Na pinta da meia-noite

O mistério incomoda, dá náuseas, mas é no oculto que se prepara o extraordinário (11/06/2016)

* Leia no site dO Globo ou abaixo.

“O senhor, de quem é o oráculo em Delfos, nem diz nem oculta, mas dá sinais.” — Esse é um dos fragmentos de Heráclito, que nos acena do remoto século VI a. C. Texto antiquíssimo, leitura nova. Condenados por Aristóteles, os pré-socráticos só ressuscitaram no século XIX. Foi como se de repente saltassem fontes puras da alegria de pensar. Estão novinhos em folha, esses ditos. Precisamos dessa água fresca. Heráclito tem 126 copos preciosos. Esse é um dos mais cristalinos.

Nele o que pode estar dito é: o deus (“o senhor, de quem é o oráculo em Delfos,” é Apolo) não diz nada que nos dispense de trabalhar: nem sim, nem não. Mas nos põe a caminho: dá sinais. E como a verdade se esconde (mas também aparece, a quem queira olhar), ele “assinala o retraimento”. É como se dissesse: não dou nada a quem não se exponha. Procurem. A verdade se dá a quem não desiste dela na esquina da primeira aparência. Não é uma pedra de gelo imóvel e à espera. “...É um fogo sempre vivo, que se acende em medidas e se apaga em medidas.” É ainda Heráclito, e agora diz: o mundo se mostra e se esconde, acende e apaga seu farol. Mostra-se como é e também engana. Enganar-se faz parte de estar a caminho. Estar no caminho é bom.

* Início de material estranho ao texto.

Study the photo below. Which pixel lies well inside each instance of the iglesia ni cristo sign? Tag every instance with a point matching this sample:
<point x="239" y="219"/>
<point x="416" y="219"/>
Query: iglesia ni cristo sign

Houve tempo — tempo demais — em que nossa cultura ocidental esteve obcecada pela luz. Só o bem dito, o claro, o farol sempre aceso nos traziam paz. A da verdade, avaramente guardada, defendida contra os “infiéis”. Se preciso, com violência. Pobre verdade. Ela que pretendia ser o comum a todos, entesourada como propriedade particular. Queria estar à mão do pensamento, mas a encerramos no silêncio do dogma. Ah, se já tivéssemos aprendido a ouvir Heráclito! — Mas ele está aí. Assinala, no retraimento, outro mundo possível, o do comum. Não diz o que é: nem afirma nem nega. Mas dá sinais. Precisamos deixar de ser orgulhosamente analfabetos para o mais originário de nós. Aprender a ouvir.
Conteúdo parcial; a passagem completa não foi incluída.